And that’s exactly why I didn’t want to have it reset. No, I would wear it just the way dear sweet Mammy had worn it: at once restrained and ornate. A very clear message: This is an heirloom. We don’t just have money, we come from money.
she is the very paradigm of calculating self-control – starving and exercising herself to exhaustion to attain her ideal body, and using her status and beauty to power play other women. it’s cutthroat competition, and she’s great at it. it’s snarky popcorn entertainment.
I always eye the wife first; I like to know what I’m up against. She was wearing the typical Kate uniform: white jeans, nude wedges, and a silky, sleeveless top. Hot pink, I’m sure she spent a few minutes debating it – was she tan enough, maybe the navy silky sleeveless top instead, can’t go wrong with navy – and over her shoulder, a cognac Prada the exact same shade as her shoes, the perfect match more age revealing than the skin starting to pucker in her neck. She had at least ten years on me, I determined, relieved. I don’t know how I’m going to live with myself when I turn thirty.
my problem is – i liked her cold. i liked her savage. i enjoyed her chilling calculations – My favorite strategy is to feign inferiority and encourage my enemy’s arrogance. but as the story progresses, and we learn about her past and what she has lived through (a checklist of lifetime movie themes), so much of what she is now turns out to be just superficial reflexive armor and when the cracks reveal her past vulnerability, i thought the story weakened.
not that her backstory is weak on its own, but this reads like two separate stories fused together, and it’s the joining that is unconvincing.
there’s a reason both megan abbott and alissa nutting have blurbed this. knoll writes the teenage girl stuff so so well, and it’s heartbreaking, but she’s also able to slide a thin blade under your comfort level with shocking scenes just this side of gratuitous.
i’m more interested in/impressed by the heartbreak than the shock, so i’m going to focus on that, even though it’s the shocking things that most readers will remember. this really does a great job covering all the warts of female adolescence; it’s the froth of mean girls mixed with blood and venom: the social performances required to achieve and maintain status, the superficiality, the shame of having breasts enormous and unpredictable without a bra, the boredom of following the crowd, how private letting-off-of-steam appears more sinister under the public eye, the way motives are misjudged, the way there’s nothing sadder than the adolescent rite of passage to have sex before understanding what sexy is, the temporary rise in popularity and the rapid decline after obscure transgressions, and the cutthroat ways that girls enact revenge on other girls. jesus, the scene with the running shorts will NEVER LEAVE ME.
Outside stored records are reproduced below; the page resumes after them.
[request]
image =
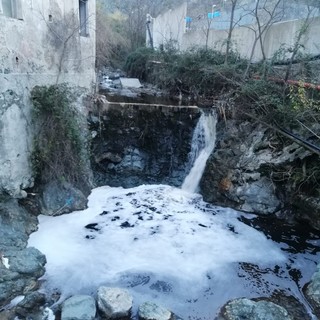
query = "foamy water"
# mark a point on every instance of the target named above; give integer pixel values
(203, 143)
(163, 243)
(168, 246)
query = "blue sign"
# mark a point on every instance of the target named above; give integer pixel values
(215, 14)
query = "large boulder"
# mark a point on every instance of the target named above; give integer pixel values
(20, 267)
(312, 291)
(243, 171)
(79, 308)
(59, 198)
(151, 146)
(254, 310)
(151, 311)
(114, 303)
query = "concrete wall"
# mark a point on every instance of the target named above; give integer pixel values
(43, 47)
(169, 27)
(279, 34)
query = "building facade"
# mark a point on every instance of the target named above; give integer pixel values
(206, 23)
(42, 42)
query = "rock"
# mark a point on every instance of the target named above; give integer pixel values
(312, 291)
(308, 208)
(78, 308)
(20, 267)
(242, 171)
(60, 198)
(25, 267)
(154, 142)
(258, 196)
(254, 310)
(109, 157)
(15, 226)
(151, 311)
(114, 303)
(30, 304)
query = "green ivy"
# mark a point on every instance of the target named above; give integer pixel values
(57, 152)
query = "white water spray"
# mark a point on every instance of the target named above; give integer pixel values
(203, 143)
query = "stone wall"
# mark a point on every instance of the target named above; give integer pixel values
(39, 46)
(171, 26)
(151, 146)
this sums up adolescence perfectly:
I was so tired of everything that was embarrassing about me being on display.
and you don’t come out of that without a little damage; without learning how to hustle and con and pose and manipulate and become an adaptive adult.
and ani’s damage is worse than most because – again – she has lived through every after-school special ever.
and she leaves behind her painful adolescence by distancing herself from everything she was, learning the ropes and ascending beyond her expectations, The place I had worked so hard to fit into that was now beneath me.
but the past never leaves us.
i really liked this book. i wish it had been two different books, because i think it takes on too many issues and it doesn’t present a consistent character, even allowing for change and growth and damage, but it was damn entertaining and i don’t got no triggers, so i liked it just fine.